On Fri, 2006-05-05 at 19:57 +0200, Rainer Orth wrote:
> I think there are two arguments in favor of my approach to keep GNU
> packages with conflicting parts completely below /usr/gnu:
> 
> * As we've observed a couple of times, several long-time/hardcore
>   OpenSolaris are purists who would like to stay away from the GNU
> command
>   set as far as possible.  This may partially be just religion, but
> has a
>   foundation in ...
> 
> * ... the fact that often GNU maintainers care much less then they
> should
>   about backwards compatibility: observe e.g. the case of coreutils
> where
>   on one hand the maintainers regularly change output formats of
> commands
>   at their whim (ls is an example, since the exact format isn't
> prescribed
>   by POSIX.1), while on the other hand being anal-retentive about
> standards
>   compliance to the point where they remove support for legacy option
> even
>   in cases where POSIX.1 still allowed them (stuff like head -1 being
>   removed in favor head -n 1), which caused lots of uproar in other
> parts
>   of the GNU community (e.g.

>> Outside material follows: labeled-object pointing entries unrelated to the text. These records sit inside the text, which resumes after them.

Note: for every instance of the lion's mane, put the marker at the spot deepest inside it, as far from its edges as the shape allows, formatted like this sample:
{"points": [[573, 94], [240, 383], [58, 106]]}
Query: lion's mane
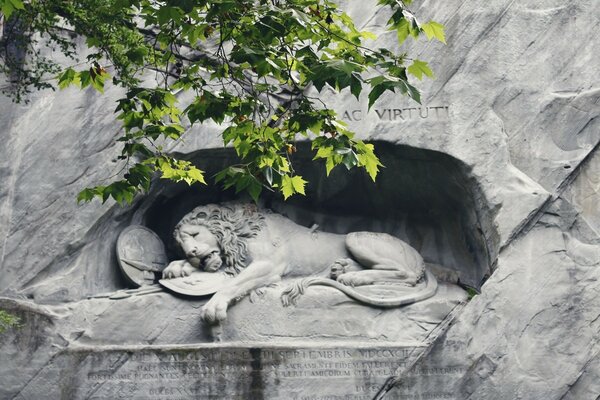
{"points": [[232, 225]]}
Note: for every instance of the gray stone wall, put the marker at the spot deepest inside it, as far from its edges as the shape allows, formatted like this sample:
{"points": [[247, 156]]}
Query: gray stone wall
{"points": [[515, 100]]}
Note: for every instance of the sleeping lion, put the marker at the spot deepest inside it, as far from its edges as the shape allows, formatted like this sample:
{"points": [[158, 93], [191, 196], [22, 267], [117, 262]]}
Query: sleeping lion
{"points": [[260, 248]]}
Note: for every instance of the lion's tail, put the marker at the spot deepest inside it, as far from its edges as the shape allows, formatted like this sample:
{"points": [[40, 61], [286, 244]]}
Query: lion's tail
{"points": [[294, 291]]}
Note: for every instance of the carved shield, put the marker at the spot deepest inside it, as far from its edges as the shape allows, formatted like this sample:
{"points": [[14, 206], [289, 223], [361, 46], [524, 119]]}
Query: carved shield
{"points": [[141, 255], [199, 283]]}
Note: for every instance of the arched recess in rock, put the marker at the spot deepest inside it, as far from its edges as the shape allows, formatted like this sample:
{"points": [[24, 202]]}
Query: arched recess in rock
{"points": [[427, 198]]}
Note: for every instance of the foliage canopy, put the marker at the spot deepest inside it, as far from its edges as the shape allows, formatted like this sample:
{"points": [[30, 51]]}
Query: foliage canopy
{"points": [[248, 64]]}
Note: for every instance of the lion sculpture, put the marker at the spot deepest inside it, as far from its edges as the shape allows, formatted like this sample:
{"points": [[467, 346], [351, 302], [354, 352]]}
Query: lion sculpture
{"points": [[260, 248]]}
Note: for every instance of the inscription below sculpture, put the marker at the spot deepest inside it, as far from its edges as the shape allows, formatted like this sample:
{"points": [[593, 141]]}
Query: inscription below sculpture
{"points": [[234, 250], [244, 373]]}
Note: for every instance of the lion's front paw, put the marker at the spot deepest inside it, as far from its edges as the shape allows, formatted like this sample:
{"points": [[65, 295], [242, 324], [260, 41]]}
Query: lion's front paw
{"points": [[339, 267], [178, 269], [354, 279], [215, 310]]}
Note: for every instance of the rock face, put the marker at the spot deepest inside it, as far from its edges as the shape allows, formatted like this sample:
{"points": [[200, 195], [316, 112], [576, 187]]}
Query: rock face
{"points": [[493, 179]]}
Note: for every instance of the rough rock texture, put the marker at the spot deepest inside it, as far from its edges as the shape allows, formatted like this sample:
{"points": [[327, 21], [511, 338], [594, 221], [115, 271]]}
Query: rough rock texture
{"points": [[516, 102]]}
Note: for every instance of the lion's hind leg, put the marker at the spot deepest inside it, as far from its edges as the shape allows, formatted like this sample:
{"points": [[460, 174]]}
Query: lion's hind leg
{"points": [[389, 259]]}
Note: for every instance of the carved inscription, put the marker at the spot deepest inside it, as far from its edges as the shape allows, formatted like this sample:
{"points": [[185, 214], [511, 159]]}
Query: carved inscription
{"points": [[400, 114], [242, 373]]}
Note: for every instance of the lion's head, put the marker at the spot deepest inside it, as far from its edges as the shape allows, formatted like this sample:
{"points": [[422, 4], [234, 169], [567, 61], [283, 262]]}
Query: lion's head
{"points": [[231, 225]]}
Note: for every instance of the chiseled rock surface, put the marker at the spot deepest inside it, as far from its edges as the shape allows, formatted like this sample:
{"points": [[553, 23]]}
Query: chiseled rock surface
{"points": [[533, 332], [516, 99]]}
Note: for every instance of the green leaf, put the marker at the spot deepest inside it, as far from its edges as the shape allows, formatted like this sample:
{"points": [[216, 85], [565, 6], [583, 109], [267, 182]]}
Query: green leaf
{"points": [[418, 68], [433, 29], [68, 77], [254, 190], [369, 160], [403, 30], [298, 184], [291, 185], [355, 86], [7, 7]]}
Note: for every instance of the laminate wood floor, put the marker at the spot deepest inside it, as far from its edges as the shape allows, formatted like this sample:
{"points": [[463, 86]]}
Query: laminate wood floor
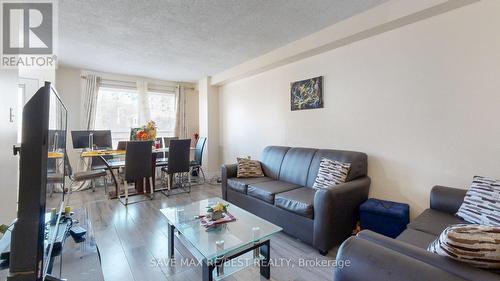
{"points": [[132, 242]]}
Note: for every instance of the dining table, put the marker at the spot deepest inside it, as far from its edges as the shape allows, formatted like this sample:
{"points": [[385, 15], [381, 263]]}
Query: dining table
{"points": [[113, 164]]}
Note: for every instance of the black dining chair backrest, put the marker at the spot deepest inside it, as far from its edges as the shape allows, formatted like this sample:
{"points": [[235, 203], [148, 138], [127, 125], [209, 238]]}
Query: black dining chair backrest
{"points": [[68, 171], [178, 156], [138, 160], [166, 141], [198, 152], [122, 145]]}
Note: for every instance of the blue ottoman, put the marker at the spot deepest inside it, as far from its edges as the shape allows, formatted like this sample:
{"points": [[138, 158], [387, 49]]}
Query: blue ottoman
{"points": [[385, 217]]}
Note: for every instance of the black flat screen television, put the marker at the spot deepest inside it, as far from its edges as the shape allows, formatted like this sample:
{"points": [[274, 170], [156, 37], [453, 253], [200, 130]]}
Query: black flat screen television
{"points": [[43, 151], [100, 138]]}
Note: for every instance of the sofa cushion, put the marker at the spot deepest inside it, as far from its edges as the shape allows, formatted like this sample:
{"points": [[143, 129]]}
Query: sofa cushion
{"points": [[298, 201], [296, 165], [241, 184], [358, 162], [434, 222], [416, 238], [482, 202], [266, 190], [272, 157], [248, 168]]}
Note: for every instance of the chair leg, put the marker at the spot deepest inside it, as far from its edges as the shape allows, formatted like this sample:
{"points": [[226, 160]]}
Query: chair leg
{"points": [[105, 185], [125, 184], [203, 174], [152, 188], [168, 183]]}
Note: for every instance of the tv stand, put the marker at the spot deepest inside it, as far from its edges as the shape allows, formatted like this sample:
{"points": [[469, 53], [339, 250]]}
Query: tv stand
{"points": [[49, 277], [74, 261]]}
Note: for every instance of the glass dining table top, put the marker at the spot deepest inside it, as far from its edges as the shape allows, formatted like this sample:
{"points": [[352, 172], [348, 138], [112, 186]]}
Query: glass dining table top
{"points": [[222, 239]]}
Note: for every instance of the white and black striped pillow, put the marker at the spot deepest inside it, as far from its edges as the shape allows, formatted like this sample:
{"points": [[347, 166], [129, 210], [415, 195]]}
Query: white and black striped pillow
{"points": [[330, 173], [248, 168], [476, 245], [482, 202]]}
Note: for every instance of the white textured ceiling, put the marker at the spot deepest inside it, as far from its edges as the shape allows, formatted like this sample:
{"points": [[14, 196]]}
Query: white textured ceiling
{"points": [[184, 40]]}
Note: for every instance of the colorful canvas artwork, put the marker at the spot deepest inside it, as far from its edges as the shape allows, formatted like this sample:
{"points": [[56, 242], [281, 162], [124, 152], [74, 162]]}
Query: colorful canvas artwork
{"points": [[307, 94]]}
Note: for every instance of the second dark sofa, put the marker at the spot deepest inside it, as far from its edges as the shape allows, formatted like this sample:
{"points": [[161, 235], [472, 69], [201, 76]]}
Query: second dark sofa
{"points": [[322, 218], [378, 258]]}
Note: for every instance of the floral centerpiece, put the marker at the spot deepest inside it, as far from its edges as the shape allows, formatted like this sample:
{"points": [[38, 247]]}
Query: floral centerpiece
{"points": [[216, 211], [146, 132]]}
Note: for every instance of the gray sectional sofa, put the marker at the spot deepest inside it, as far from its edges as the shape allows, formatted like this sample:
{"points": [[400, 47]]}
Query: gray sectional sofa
{"points": [[378, 258], [322, 218]]}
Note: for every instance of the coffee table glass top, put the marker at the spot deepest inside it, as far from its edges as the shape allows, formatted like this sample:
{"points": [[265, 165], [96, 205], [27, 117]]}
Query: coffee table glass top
{"points": [[245, 231]]}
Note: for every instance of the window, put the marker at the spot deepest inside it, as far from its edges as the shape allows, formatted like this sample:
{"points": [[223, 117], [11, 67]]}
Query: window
{"points": [[117, 110], [121, 108], [162, 110]]}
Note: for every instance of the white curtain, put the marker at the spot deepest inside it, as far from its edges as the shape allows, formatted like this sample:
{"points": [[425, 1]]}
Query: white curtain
{"points": [[89, 100], [89, 106], [181, 124]]}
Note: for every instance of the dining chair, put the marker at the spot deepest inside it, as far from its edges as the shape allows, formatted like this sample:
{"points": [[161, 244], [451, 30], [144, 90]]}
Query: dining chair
{"points": [[82, 176], [138, 167], [162, 158], [198, 158], [178, 165]]}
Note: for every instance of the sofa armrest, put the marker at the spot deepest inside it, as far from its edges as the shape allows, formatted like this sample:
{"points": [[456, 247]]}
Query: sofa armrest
{"points": [[227, 171], [336, 212], [446, 199], [375, 257]]}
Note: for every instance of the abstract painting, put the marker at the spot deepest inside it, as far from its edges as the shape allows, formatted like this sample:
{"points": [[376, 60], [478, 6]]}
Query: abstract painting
{"points": [[307, 94]]}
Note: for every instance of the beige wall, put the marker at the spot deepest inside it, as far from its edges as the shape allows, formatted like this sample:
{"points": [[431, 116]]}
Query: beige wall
{"points": [[422, 101], [209, 125], [9, 163]]}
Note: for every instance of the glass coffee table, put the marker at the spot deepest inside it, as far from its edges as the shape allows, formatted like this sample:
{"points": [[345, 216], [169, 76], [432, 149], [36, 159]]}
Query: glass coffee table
{"points": [[222, 243]]}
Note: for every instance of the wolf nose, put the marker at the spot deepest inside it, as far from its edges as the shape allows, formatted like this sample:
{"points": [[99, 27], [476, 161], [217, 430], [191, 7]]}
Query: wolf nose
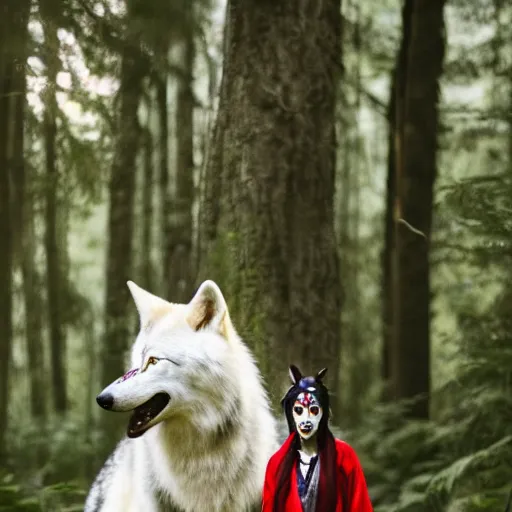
{"points": [[105, 400]]}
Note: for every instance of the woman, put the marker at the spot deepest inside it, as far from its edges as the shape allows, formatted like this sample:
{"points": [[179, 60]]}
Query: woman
{"points": [[313, 471]]}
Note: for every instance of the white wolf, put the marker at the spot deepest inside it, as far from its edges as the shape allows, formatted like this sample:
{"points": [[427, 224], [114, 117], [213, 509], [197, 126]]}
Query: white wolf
{"points": [[201, 432]]}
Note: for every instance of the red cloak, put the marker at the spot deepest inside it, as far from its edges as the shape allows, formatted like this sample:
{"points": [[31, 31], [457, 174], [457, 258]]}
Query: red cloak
{"points": [[346, 460]]}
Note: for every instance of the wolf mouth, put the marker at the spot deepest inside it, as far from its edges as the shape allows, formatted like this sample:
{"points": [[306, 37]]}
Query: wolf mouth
{"points": [[306, 428], [146, 412]]}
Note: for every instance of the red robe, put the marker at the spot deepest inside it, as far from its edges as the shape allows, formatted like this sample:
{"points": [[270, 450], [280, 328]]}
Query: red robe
{"points": [[346, 459]]}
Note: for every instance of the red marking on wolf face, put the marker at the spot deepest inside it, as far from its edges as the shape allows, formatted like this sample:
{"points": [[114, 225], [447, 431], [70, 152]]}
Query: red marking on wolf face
{"points": [[127, 375]]}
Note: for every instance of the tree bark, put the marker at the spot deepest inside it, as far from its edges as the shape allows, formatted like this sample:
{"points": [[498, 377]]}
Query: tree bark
{"points": [[417, 92], [273, 248], [118, 303], [14, 16], [50, 10], [147, 207], [163, 178], [181, 225]]}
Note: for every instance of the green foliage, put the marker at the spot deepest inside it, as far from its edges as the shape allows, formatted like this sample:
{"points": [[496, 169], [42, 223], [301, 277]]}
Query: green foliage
{"points": [[64, 497]]}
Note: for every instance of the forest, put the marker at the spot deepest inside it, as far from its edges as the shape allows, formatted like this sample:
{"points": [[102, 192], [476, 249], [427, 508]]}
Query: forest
{"points": [[342, 169]]}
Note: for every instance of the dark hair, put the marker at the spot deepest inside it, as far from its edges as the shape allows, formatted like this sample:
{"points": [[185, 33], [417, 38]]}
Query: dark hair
{"points": [[328, 481]]}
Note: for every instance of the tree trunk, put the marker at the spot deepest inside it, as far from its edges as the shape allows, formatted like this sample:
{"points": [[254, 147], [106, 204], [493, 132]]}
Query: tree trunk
{"points": [[181, 226], [13, 42], [163, 178], [273, 248], [118, 304], [147, 206], [54, 260], [415, 167], [32, 292]]}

GCC where lots of scripts started
> breaking
>   unnecessarily on systems that happened to have recent coreutils
>   installed).  It took quite some time and long and heated arguments
> to
>   have this at least partially resolved, so I can fully understand a
> desire
>   to stay away from such a moving target if possible.  To put this in
>   perspective, I've historically provided the GNU commands for our
> users in
>   /vol/gnu/bin, which is prepended to PATH, to provide a common
>   cross-platform experience for Solaris, Tru64 UNIX, IRIX (and before
> that,
>   even AIX and NeXTstep).  In recent years, I've become quite
> reluctant
>   to update those commands due to those incompatibilities. 

Well, both of these arguments seem to be in favour of the
/usr/sfw approach: users have to explicitely add these
interfaces in various search paths to be found.